I suppose the military spending issue would have to consider not just funding for companies like Lockheed or Boeing, but also the non-US governmental demand for it.

More generally, GDP is a measure more useful for gauging economic health from the perspective of the financial markets. That is, it's helpful for those on Wall Street more so than those on Main Street, where other quality of life issues that are related to economic growth in various degrees (or not at all) are of greater importance.

Still, PPP combined with the gini coefficient proxies pretty well for a lot of other things. Much better than just GDP.

Fat Knowledge said...

I agree that GDP is more important on Wall Street (and in Washington because it determines the tax base) than on main street.

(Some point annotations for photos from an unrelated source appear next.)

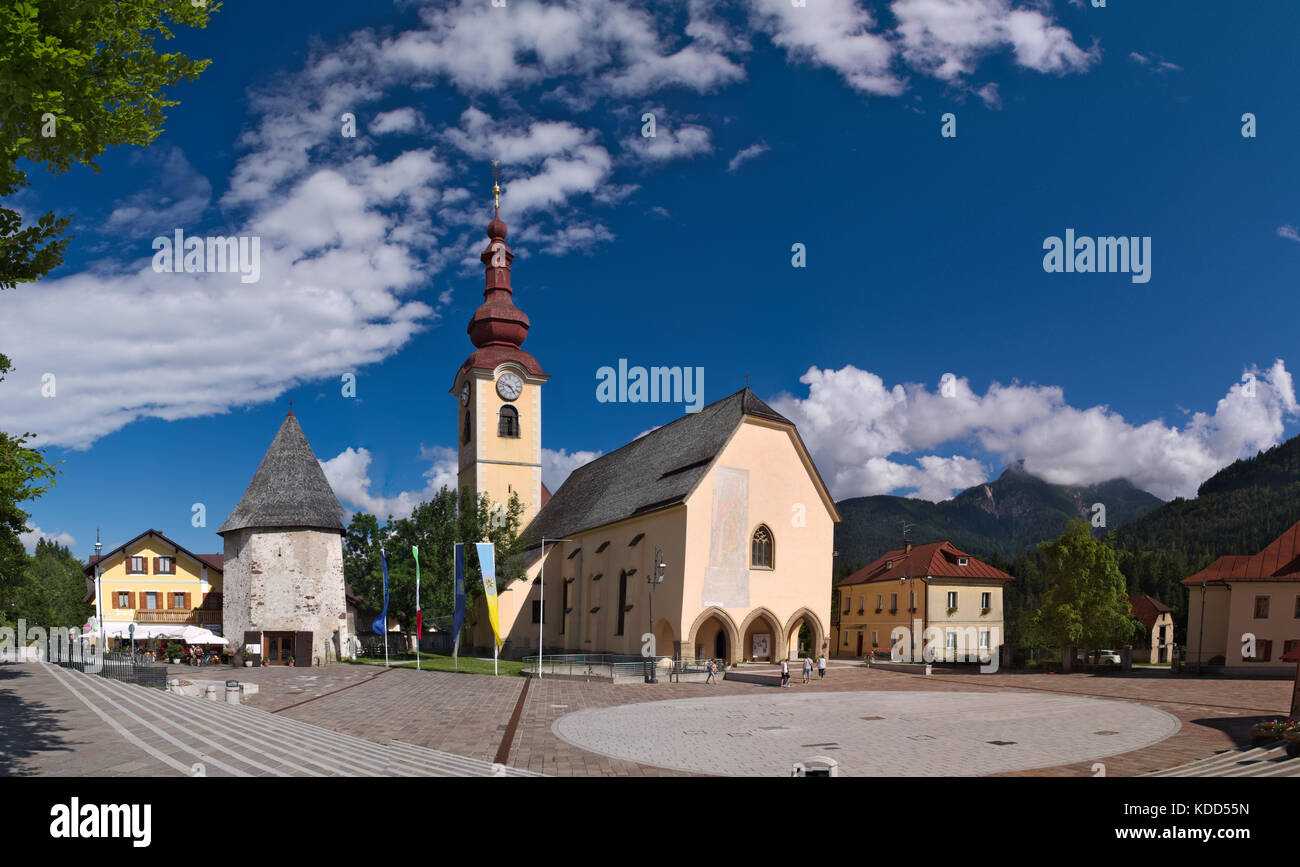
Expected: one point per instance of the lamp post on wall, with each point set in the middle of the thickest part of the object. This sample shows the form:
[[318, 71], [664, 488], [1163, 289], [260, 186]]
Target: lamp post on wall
[[654, 580], [541, 603]]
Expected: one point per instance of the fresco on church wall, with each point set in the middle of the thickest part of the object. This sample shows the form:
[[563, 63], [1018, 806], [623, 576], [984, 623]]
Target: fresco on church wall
[[727, 576]]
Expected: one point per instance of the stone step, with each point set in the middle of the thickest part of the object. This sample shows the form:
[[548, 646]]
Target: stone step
[[235, 740]]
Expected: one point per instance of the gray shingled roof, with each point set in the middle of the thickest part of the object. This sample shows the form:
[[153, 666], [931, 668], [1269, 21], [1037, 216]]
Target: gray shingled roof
[[289, 488], [646, 475]]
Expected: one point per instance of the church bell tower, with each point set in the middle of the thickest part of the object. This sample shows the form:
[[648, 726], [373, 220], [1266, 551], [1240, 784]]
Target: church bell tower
[[498, 390]]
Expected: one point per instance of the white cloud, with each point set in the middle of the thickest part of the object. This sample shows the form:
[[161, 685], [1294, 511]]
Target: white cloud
[[836, 34], [748, 154], [30, 538], [557, 465], [399, 120], [854, 424], [685, 141], [614, 47], [947, 38], [349, 473]]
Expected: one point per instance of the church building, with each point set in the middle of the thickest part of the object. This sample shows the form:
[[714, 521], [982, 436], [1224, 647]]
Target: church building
[[718, 521], [284, 559]]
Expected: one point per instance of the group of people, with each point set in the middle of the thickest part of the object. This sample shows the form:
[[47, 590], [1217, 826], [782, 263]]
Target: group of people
[[807, 670], [711, 667]]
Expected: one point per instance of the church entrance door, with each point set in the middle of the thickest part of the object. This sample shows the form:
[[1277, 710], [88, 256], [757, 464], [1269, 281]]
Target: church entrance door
[[277, 647]]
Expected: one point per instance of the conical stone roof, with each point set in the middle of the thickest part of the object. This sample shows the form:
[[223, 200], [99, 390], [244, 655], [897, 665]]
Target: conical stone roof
[[289, 488]]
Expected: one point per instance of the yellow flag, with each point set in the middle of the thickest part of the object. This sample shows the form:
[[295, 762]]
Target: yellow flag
[[488, 566]]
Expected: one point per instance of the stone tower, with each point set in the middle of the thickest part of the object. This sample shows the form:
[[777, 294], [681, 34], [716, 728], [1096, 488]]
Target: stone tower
[[284, 558], [498, 393]]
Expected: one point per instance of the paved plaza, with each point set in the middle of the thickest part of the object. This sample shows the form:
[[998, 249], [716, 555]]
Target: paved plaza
[[872, 733], [1049, 724]]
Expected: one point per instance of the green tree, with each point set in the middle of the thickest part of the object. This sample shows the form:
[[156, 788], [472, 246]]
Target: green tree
[[78, 77], [53, 592], [24, 476], [1087, 605]]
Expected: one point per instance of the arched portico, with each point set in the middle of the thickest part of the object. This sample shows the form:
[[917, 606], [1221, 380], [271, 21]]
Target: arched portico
[[761, 621], [818, 642], [713, 631]]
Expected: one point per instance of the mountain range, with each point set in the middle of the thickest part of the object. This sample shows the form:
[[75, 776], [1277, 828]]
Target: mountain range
[[1005, 516]]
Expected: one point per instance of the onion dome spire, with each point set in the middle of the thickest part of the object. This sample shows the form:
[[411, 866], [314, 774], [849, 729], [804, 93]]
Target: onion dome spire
[[497, 321]]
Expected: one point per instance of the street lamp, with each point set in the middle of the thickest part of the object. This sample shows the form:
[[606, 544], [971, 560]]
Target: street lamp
[[654, 580], [541, 603]]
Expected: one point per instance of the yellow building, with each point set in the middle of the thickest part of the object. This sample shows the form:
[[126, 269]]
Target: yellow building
[[718, 520], [1244, 610], [922, 588], [152, 580]]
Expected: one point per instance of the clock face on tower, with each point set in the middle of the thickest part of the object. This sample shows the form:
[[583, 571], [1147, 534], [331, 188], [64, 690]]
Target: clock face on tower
[[510, 386]]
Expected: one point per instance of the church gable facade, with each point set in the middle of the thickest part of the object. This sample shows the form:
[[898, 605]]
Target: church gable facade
[[723, 503], [744, 538]]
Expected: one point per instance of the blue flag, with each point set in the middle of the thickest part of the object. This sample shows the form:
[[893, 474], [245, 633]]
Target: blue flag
[[460, 592], [381, 623]]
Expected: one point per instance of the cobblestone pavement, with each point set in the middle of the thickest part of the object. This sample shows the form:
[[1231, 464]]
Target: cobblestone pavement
[[43, 731], [869, 733]]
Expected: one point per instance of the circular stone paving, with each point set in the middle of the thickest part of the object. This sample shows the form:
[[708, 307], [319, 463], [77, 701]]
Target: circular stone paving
[[870, 733]]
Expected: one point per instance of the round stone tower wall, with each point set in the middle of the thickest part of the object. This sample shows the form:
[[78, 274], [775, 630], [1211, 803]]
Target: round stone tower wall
[[286, 580]]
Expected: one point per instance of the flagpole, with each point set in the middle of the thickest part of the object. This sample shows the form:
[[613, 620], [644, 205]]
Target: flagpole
[[385, 606], [417, 623]]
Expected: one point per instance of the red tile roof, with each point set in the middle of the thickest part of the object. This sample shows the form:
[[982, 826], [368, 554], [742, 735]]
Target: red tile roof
[[1148, 610], [215, 560], [1279, 560], [936, 559]]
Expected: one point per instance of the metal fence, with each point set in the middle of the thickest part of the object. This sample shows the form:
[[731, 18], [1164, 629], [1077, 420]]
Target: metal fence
[[115, 666]]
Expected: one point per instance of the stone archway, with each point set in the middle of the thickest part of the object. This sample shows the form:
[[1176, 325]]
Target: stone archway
[[758, 623], [713, 631], [818, 641]]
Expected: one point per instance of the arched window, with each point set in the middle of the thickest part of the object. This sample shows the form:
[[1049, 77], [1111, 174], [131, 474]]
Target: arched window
[[507, 421], [761, 549]]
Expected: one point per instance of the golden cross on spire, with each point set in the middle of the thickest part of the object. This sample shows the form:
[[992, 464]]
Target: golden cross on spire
[[495, 186]]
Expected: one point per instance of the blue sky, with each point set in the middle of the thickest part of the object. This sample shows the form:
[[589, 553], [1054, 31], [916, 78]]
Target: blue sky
[[924, 254]]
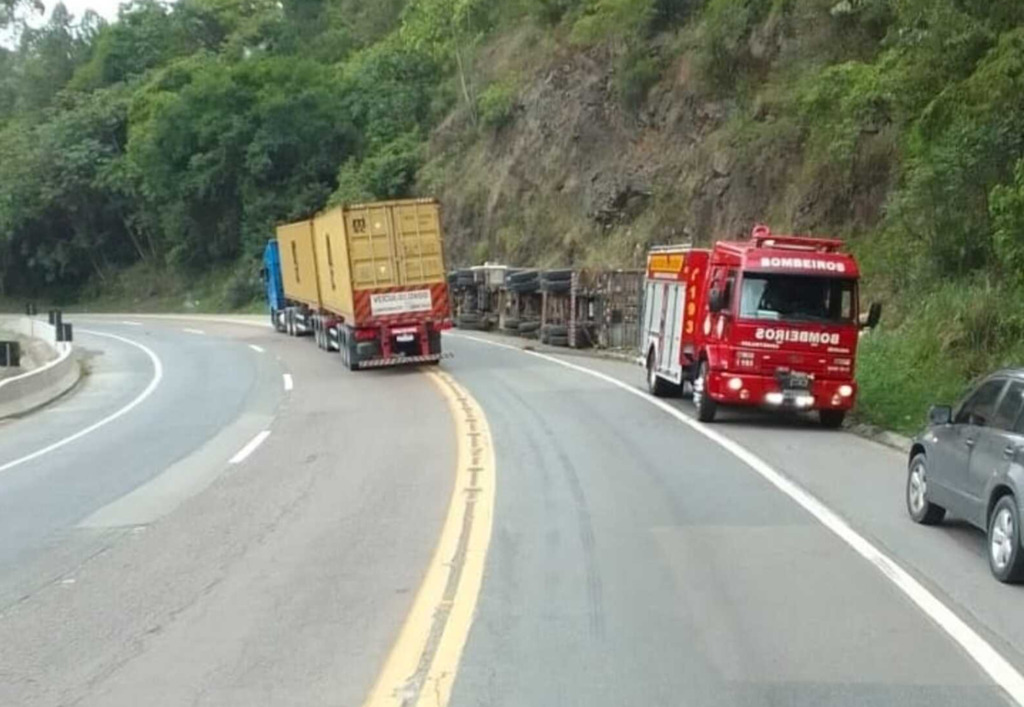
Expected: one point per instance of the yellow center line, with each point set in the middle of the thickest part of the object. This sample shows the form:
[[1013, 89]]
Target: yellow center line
[[422, 666]]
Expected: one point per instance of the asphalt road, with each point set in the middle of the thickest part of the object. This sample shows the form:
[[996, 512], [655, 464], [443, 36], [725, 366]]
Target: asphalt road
[[633, 560]]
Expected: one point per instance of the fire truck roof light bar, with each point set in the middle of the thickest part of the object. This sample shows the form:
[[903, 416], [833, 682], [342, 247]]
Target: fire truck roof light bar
[[763, 238]]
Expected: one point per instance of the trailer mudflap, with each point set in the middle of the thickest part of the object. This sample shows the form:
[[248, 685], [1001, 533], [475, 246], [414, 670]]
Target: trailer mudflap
[[402, 361]]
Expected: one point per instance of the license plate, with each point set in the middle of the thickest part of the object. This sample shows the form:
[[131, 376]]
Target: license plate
[[799, 381]]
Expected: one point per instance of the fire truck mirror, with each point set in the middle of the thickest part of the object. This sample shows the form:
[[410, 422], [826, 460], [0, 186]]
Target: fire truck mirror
[[716, 300], [873, 316]]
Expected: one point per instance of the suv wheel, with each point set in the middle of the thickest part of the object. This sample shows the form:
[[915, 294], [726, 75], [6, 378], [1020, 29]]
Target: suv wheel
[[921, 509], [1004, 541], [707, 408]]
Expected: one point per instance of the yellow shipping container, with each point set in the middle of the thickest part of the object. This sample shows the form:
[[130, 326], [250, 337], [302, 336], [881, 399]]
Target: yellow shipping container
[[366, 250], [298, 263]]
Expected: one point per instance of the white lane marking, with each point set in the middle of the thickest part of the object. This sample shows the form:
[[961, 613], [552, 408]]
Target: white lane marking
[[158, 375], [987, 658], [250, 448]]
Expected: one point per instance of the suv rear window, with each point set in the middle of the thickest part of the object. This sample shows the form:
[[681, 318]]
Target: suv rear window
[[980, 408], [1010, 407]]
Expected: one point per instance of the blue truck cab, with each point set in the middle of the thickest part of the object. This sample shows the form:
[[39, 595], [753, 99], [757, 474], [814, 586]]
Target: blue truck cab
[[272, 282]]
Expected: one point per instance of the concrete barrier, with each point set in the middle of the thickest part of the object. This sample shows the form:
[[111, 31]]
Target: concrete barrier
[[39, 386]]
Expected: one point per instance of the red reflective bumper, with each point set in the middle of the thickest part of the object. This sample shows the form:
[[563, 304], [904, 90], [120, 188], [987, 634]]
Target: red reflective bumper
[[764, 391]]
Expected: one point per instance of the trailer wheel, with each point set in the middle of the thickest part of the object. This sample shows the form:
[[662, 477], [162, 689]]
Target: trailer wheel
[[656, 385], [707, 407]]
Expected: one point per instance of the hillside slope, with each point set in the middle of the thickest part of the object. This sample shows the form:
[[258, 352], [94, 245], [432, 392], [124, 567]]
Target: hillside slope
[[144, 158], [895, 125]]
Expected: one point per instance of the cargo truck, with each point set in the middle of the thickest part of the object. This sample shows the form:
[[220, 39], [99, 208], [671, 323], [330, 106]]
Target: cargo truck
[[368, 281], [772, 322]]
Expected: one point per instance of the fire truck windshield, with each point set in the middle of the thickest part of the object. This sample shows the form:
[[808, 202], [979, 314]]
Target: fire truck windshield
[[797, 298]]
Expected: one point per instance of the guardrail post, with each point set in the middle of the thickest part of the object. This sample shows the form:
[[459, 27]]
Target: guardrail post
[[10, 354]]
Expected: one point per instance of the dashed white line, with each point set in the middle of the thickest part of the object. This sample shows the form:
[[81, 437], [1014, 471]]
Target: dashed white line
[[158, 375], [250, 448], [987, 658]]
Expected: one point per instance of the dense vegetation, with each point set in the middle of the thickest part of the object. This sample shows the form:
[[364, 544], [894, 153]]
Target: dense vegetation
[[174, 138]]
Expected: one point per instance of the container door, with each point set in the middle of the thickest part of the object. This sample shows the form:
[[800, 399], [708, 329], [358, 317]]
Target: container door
[[372, 247], [418, 242]]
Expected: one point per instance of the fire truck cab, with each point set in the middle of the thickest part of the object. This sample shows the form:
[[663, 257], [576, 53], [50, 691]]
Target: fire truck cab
[[772, 323]]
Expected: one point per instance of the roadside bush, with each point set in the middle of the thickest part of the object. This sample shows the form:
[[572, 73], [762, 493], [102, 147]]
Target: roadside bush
[[497, 102], [1007, 208], [636, 74]]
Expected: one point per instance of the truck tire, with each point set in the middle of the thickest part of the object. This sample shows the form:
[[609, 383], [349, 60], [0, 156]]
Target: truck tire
[[656, 385], [706, 405], [557, 286], [832, 419], [347, 354]]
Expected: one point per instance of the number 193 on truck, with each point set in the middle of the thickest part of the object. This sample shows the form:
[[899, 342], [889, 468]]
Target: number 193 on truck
[[772, 322]]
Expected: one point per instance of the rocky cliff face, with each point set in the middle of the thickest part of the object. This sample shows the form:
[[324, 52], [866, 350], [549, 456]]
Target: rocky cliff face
[[573, 176]]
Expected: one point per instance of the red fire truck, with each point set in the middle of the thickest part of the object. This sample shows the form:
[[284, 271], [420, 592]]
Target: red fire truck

But, most articles I read asking whether Americans are better now than we were 10 years ago look at GDP per capita (or income which is fairly similar). And when they compare between countries GDP per capita is what I usually see. That is why I wanted to throw out some additional things to think about when looking at those comparisons.

Good point on PPP + Gini. That seems like a number that is fairly easily accessible these days and I think would be a more accurate reflection of well-being than just GDP when comparing between countries.

Anonymous said...

Just came across your entry, very nice.

You omit one important point: GDP includes only the FINAL goods and services (or value added). The market value of the piece of paper used to print a paperback book is not included in GDP, since its value is implicitly included in the market value of the finished book.

Also quite interesting is the technical point that housing costs are imputed in the investment account, so while GDP does not include the value of houses that are older than 1 year, it does include a rent-equivalent.


Anonymous said...

one testing point is left,
If a Nation does not Spend but saves and invest in foreign countries, its GDP will be diminished in comparison to one that spends borrowed money.